Overload decorator in typings module doesn't seem to behave as expected
Asked Answered
F

2

19
>>> from typing import overload

>>> @overload
... def hello(s: int):
...     return "Got an integer!"

>>> def hello(s: str):
...     return "Got a string"

Why does the calling hello(1) call the function with the string argument? Ideally, the @overload operator should handle it, right?

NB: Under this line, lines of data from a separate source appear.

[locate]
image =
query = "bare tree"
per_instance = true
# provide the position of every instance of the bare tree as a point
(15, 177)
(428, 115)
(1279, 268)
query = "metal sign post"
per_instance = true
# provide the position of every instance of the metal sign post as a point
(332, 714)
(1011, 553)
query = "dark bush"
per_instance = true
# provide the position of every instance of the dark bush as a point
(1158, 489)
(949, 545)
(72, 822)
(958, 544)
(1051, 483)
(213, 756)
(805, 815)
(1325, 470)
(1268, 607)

Faker answered 27/8, 2018 at 7:43 Comment(2)
You need to decorate both definitions, otherwise you're just overriding whatever hello was with a normal function.Evidence
To be precise, only stub functions should be decorated. Calling decorated function will raise NotImplementedError. The idea of overload is to overwrite stubs with actual implementation.Aara
A
32

Unfortunately, python does not allow function overloading. Each time you think you are overloading function, you are just overwriting previous function declaration. Quote from the docs:

The @overload decorator allows describing functions and methods that support multiple different combinations of argument types. A series of @overload-decorated definitions must be followed by exactly one non-@overload-decorated definition (for the same function/method). The @overload-decorated definitions are for the benefit of the type checker only, since they will be overwritten by the non-@overload-decorated definition, while the latter is used at runtime but should be ignored by a type checker. At runtime, calling a @overload-decorated function directly will raise NotImplementedError.

The correct usage of typing.overload is as follows:

from typing import overload


@overload
def hello(s: int) -> str:
    ...


@overload
def hello(s: str) -> str:
    ...


def hello(s):
    if isinstance(s, int):
        return "Got an integer!"
    if isinstance(s, str):
        return "Got a string"
    raise ValueError('You must pass either int or str')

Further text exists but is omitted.